Buddy (Ferrell) is a baby raised by elves as an elf after he crawled into Santa’s sack one Christmas Eve. Upon becoming an adult, Buddy learns he is not an elf, and neither is Papa Elf (Bob Newhart, less low-key than boring in this role) actually his father.

That parent would be Walter Hobbs (Caan), a curmudgeonly publisher of children’s books who fathered Buddy unknowingly with a long-ago college love. In hopes of meeting Walter, Buddy journeys on foot from the North Pole to New York, where his naivete is mistaken for madness.

Initially cast off by Walter, Buddy finds temporary work as a department-store elf and romance with a cynical cohort played by Zooey Deschanel. With no-nonsense skepticism, Deschanel throws out zingers like the anti-Reese Witherspoon. Her finely featured singing voice is an added bonus.

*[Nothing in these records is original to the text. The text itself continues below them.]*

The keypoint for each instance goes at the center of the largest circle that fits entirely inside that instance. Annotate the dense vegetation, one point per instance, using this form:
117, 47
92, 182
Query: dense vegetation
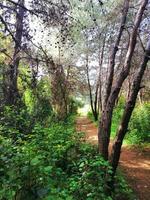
50, 161
54, 54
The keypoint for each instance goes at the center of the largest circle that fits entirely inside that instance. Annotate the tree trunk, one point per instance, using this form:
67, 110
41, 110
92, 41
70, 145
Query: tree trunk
12, 93
106, 119
115, 154
115, 49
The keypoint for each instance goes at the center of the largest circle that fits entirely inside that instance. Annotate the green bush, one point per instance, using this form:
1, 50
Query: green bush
139, 129
50, 162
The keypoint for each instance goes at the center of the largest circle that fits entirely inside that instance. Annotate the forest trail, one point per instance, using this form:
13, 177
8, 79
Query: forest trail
134, 163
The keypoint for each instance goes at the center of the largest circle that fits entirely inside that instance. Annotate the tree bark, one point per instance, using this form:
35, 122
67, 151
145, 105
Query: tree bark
106, 119
12, 93
116, 149
114, 51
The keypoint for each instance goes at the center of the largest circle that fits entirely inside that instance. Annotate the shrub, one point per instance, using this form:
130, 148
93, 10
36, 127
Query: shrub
139, 129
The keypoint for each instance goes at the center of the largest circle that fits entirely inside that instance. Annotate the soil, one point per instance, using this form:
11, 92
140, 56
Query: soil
134, 162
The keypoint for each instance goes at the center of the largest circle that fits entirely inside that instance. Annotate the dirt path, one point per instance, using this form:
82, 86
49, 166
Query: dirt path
134, 163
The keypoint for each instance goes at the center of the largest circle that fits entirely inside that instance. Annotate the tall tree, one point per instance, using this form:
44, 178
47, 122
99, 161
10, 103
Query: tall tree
106, 118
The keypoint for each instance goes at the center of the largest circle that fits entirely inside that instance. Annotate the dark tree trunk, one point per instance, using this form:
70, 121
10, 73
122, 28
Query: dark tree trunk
114, 51
106, 119
116, 149
12, 93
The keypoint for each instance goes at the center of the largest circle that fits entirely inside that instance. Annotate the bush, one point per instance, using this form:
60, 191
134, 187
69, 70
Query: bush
49, 163
139, 129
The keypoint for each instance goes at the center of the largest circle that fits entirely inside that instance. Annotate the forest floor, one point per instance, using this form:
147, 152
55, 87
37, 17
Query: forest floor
134, 162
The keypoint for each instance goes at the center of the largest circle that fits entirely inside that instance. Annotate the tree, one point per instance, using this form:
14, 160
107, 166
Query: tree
106, 118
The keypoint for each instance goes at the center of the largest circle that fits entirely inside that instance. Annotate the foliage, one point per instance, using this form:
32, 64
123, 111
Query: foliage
49, 162
139, 129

Eventually, Walter takes Buddy in to live with him, his wife (Mary Steenburgen) and young son (Daniel Tay). As Buddy learns the rough ropes of Walter’s business, there is the problem of diminished Christmas spirit to contend with. Without it, Santa’s sleigh can’t fly, setting up the film’s third act, in which Buddy — you guessed it — must save Christmas.

The intentionally fake sets and stop-motion animation are director Jon Favreau’s homage to the Rankin/Bass Christmas specials. But it is fleeting, aging-hipster lip service, paid for no good reason. Every bit in the North Pole is weak. Elves adapt ESPN-speak in calling toy-making “the big show” and grouse about middle-management concerns with Etch-a-Sketch quotas. 

Ferrell forces the film to come alive when he hits the department store, giving every single one of those scenes undeniable comic punch. And the film has a strong theme and heart. Buddy’s weaknesses as an elf come in handier in the real world, and his love for Walter feels genuine.

But Walter is such a coldhearted penny-pincher that he leaves the resolution out of a book to save some cash. Yeah, right. And his actions at the end, though setting up a marvelous special-effects shot, make no sense. After what he’s seen, there’s no way he would not be singing at that moment. Because Elf is otherwise worth seeing, you’ll understand what that means.